As of yet, I’ve still been unable to get clevis to auto-decrypt, so I was still using the passphrase at boot.

However, since then I’ve had to remove LUKS encryption as I get constant SCSI errors on the RAID controller:

kernel: sd 12:0:0:0: [sdc] tag#827 FAILED Result: hostbyte=DID_OK driverbyte=DRIVER_SENSE cmd_age=0s
kernel: sd 12:0:0:0: [sdc] tag#827 Sense Key : Hardware Error [current]
kernel: sd 12:0:0:0: [sdc] tag#827 Add. Sense: Internal target failure
kernel: sd 12:0:0:0: [sdc] tag#827 CDB: Read(16) 88 00 00 00 00 00 00 00 11 00 00 00 00 01 00 00
kernel: blk_update_request: critical target error, dev sdc, sector 34816 op 0x0:(READ) flags 0x0 phys_seg 1 prio class 0

Somewhere in there I loose the partition and all data (but not LUKS)

However, w/o LUKS encryption…no problems.

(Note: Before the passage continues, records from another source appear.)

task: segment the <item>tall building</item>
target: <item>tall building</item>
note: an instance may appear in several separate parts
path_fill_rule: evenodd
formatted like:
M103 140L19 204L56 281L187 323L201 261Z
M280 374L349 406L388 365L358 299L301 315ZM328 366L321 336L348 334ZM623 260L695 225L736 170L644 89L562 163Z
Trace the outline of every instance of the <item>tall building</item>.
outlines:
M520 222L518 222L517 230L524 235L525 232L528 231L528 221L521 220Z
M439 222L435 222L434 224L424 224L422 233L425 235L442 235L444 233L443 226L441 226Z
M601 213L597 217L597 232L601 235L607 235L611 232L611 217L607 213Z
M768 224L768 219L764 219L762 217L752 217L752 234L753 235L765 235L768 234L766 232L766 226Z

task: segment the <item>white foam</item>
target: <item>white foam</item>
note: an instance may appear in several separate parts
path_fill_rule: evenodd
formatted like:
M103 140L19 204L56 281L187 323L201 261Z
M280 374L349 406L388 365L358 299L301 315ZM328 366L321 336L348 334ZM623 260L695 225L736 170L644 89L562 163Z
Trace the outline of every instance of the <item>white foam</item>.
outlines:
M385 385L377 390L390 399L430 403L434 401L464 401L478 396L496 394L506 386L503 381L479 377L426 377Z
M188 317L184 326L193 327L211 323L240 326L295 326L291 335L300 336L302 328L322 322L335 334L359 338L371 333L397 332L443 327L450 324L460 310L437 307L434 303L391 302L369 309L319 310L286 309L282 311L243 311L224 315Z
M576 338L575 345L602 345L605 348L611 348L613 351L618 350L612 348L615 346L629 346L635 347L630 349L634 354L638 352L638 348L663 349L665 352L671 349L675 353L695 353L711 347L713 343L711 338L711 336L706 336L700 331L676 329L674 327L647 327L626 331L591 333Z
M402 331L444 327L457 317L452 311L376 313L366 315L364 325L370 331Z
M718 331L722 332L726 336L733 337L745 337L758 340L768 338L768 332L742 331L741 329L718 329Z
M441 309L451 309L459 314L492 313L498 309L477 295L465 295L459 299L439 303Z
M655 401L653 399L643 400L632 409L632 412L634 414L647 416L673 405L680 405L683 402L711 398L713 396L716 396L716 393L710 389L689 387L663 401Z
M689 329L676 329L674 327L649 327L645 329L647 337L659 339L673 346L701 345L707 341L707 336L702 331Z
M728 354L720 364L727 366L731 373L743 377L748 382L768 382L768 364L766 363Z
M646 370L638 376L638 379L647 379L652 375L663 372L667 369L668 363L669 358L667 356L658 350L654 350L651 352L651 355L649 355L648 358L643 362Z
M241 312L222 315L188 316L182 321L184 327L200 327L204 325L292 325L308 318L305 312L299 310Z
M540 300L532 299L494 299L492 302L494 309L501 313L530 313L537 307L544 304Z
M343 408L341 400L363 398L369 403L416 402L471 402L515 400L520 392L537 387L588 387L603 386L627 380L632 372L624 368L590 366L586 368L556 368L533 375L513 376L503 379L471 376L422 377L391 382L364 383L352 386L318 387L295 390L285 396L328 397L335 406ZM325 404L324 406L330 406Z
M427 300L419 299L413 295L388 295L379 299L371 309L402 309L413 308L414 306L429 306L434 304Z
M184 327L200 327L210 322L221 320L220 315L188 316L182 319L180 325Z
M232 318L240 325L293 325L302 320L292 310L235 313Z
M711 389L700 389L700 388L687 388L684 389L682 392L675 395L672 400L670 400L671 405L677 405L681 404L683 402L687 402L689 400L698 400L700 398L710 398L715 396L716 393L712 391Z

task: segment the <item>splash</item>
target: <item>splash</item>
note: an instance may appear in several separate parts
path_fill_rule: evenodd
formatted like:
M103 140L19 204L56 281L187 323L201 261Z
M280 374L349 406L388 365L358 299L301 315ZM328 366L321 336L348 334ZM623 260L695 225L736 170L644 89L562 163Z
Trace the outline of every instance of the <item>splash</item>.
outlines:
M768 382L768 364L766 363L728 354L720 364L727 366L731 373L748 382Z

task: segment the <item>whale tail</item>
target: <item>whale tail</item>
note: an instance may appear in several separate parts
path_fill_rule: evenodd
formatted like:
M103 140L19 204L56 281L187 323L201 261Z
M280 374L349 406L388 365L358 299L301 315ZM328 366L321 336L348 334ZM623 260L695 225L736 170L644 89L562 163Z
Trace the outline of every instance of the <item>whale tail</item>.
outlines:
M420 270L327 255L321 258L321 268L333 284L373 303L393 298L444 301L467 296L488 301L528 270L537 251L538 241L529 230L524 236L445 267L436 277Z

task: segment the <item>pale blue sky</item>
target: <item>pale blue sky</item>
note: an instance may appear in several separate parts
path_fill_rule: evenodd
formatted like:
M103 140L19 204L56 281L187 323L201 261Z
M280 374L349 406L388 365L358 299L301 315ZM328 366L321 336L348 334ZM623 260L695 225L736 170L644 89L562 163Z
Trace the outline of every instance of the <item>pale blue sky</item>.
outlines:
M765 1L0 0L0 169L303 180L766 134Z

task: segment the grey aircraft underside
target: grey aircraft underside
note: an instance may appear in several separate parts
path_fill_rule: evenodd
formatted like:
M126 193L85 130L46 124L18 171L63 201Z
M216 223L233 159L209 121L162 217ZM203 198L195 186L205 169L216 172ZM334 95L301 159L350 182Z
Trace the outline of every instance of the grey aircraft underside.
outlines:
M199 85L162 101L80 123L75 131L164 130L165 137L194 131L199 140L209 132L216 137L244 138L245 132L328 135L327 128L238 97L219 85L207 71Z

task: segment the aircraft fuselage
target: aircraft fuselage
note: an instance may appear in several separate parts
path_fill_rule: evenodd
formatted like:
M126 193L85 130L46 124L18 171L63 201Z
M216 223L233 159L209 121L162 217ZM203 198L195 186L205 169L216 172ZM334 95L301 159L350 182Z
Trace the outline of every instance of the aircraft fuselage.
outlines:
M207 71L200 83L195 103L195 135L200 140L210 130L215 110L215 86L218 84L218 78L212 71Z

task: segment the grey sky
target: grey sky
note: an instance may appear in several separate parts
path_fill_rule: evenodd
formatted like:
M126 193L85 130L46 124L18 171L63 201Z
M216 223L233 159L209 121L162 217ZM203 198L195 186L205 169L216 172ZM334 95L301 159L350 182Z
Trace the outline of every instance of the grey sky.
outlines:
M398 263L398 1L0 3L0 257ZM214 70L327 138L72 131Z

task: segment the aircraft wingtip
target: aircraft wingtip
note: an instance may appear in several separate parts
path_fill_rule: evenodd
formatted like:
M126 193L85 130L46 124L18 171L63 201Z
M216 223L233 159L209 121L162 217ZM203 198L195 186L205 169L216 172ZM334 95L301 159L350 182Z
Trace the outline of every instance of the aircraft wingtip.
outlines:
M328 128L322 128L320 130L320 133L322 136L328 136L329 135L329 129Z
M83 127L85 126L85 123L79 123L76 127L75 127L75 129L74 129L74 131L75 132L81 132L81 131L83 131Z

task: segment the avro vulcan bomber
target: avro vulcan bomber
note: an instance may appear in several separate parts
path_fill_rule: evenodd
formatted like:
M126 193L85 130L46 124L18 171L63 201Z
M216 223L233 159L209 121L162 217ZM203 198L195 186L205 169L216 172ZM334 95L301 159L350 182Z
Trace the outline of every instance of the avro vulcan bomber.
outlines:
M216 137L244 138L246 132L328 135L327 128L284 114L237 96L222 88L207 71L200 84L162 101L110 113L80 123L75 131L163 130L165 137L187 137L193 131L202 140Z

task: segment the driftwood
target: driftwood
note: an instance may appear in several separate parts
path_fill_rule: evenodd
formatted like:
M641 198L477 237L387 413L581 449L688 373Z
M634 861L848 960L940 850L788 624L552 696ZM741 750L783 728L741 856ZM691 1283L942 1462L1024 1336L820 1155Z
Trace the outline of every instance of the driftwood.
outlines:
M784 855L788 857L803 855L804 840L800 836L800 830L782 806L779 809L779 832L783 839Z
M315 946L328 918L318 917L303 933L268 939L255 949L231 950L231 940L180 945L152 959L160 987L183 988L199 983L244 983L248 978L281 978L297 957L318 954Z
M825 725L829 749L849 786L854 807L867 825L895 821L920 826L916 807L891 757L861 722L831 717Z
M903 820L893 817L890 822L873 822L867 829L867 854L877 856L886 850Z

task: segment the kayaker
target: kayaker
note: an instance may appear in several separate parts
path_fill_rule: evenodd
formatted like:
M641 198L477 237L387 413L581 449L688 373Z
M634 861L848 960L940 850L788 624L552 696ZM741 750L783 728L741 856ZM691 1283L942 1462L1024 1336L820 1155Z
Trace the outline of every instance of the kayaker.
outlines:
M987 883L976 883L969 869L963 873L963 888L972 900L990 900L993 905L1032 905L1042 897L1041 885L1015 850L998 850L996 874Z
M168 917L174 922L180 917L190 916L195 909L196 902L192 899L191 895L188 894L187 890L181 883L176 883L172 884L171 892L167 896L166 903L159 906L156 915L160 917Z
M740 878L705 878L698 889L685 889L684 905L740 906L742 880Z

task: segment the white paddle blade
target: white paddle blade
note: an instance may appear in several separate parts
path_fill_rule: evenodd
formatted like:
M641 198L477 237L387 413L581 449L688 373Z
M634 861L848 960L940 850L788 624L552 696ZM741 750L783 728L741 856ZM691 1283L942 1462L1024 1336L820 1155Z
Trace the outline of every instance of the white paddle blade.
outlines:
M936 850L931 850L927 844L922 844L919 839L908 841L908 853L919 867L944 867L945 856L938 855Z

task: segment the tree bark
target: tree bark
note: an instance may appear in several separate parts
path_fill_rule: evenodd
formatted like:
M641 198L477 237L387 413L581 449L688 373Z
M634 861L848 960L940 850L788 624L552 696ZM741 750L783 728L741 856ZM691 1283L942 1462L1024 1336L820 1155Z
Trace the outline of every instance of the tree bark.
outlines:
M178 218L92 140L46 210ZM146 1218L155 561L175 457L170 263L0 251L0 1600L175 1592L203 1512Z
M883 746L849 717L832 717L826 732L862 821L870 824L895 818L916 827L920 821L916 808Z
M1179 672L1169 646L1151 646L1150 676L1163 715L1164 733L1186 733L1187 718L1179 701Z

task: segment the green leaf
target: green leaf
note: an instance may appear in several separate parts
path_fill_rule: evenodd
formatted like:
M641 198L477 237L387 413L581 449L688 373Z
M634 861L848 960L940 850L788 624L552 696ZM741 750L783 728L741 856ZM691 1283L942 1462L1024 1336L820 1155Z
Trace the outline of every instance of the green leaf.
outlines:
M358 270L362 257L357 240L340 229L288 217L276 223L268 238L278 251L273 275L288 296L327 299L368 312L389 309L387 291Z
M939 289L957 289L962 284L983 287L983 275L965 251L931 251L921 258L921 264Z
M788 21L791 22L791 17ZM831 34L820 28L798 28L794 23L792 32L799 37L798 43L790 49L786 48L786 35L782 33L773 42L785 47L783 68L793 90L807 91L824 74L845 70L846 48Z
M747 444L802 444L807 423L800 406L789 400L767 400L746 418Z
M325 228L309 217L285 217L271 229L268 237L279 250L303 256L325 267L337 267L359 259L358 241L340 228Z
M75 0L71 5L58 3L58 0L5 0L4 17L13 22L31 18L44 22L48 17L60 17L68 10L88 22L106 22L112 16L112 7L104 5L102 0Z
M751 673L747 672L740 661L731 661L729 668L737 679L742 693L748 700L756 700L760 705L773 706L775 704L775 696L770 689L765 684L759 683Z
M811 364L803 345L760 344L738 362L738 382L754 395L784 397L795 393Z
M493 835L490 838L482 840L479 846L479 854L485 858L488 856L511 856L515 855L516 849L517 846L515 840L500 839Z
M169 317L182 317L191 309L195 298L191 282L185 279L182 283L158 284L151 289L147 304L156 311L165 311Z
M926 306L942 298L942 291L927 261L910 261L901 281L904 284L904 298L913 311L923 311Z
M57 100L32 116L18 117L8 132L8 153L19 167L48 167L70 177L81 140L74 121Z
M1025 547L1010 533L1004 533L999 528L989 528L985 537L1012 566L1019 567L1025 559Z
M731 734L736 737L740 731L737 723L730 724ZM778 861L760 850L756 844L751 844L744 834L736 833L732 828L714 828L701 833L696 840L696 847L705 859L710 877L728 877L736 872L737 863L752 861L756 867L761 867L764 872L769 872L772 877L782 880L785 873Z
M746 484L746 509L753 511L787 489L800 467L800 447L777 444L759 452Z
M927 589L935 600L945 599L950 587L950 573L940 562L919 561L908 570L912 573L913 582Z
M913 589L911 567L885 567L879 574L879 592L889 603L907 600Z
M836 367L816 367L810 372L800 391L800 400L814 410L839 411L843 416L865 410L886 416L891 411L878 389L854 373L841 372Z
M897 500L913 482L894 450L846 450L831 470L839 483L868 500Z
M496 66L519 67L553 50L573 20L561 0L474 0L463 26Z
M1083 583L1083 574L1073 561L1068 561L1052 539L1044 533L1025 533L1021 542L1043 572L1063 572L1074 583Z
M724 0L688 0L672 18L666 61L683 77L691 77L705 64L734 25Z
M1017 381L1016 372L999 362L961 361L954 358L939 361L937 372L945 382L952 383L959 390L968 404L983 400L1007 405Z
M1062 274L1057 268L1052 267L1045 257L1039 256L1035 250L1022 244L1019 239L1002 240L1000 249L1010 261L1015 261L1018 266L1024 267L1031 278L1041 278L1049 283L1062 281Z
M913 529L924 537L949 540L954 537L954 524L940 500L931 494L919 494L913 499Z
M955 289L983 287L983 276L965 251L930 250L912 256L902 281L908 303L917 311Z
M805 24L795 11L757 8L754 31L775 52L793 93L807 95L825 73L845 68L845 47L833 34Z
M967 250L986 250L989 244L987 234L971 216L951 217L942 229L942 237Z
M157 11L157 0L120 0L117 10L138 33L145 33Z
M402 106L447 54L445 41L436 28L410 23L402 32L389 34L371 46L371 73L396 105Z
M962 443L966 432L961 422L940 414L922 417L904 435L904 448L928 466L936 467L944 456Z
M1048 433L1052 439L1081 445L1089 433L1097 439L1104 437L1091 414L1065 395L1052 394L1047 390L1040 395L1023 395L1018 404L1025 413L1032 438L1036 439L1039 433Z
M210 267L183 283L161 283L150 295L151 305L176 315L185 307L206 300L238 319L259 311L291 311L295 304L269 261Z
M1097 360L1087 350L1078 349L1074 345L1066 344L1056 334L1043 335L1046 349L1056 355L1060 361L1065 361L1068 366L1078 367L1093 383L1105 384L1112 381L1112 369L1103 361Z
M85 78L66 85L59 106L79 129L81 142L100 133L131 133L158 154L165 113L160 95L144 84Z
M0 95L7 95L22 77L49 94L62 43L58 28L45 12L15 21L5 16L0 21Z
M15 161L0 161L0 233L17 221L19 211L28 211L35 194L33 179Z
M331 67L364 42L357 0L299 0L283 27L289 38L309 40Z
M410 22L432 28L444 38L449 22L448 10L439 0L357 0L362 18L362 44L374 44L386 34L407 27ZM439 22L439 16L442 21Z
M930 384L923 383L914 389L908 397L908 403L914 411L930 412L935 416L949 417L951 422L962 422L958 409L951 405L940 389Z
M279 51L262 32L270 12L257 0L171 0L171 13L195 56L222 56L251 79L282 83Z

Well, clevis does not only work with tpm2, but you can also use it with tang and a combination thereof.
One use case where clevis does protect my data in an iot device is a device at home which may easily be stolen, but cannot be started outside of my network because of tang. So the iot device is in the hands of the potential attacker, but the data is safe, assuming he does not have the time to use my network while stealing the device.

Besides, using clevis with tpm has another use case: portable data storage. Let’s say I want to transfer data between my work place and my home. I have (and need) a powerful workstation at both places, so I cannot simply use a laptop to work both at home and at work. Transferring data between work place and home over the internet is infeasible due to huge amount of data. The solution is to carry with me a usb-ssd. I want to encrypt this portable ssd, so any thief who steals my bag on my way home cannot get the data. At home and at work my workstations are physically secure, so when my ssd is connected to either of these machines clevis can unlock the data.
Granted, this scenario could be fixed by a plain text password laying around on both workstations, but clevis allows for easy multi factor setup via secret sharing, so that in addition to the correct TPM2 I also need to enter the correct password. And insert my smartcard. And have the tang server available on my network.

Sure, Clevis with Tang is a valid and intelligible use case: you have a server with key storage, once the server is not available, it won’t work.

However, TPM usage in Clevis is underdocumented and creates a false impression that it is secure by default and protects against physical attacker. At least that’s what I have expected from Fedora IoT website and some CoreOS documentation.

I agree, the documentation could be improved. The clevis github repo does not even mention how to use different PCR. Maybe someday somebody will come along and expand the documentation.

Minor clarification about Tang: Tang is not a key storage, it never gets a client key. The mechanism Tang uses is quite interesting, as it is quite simple yet powerful.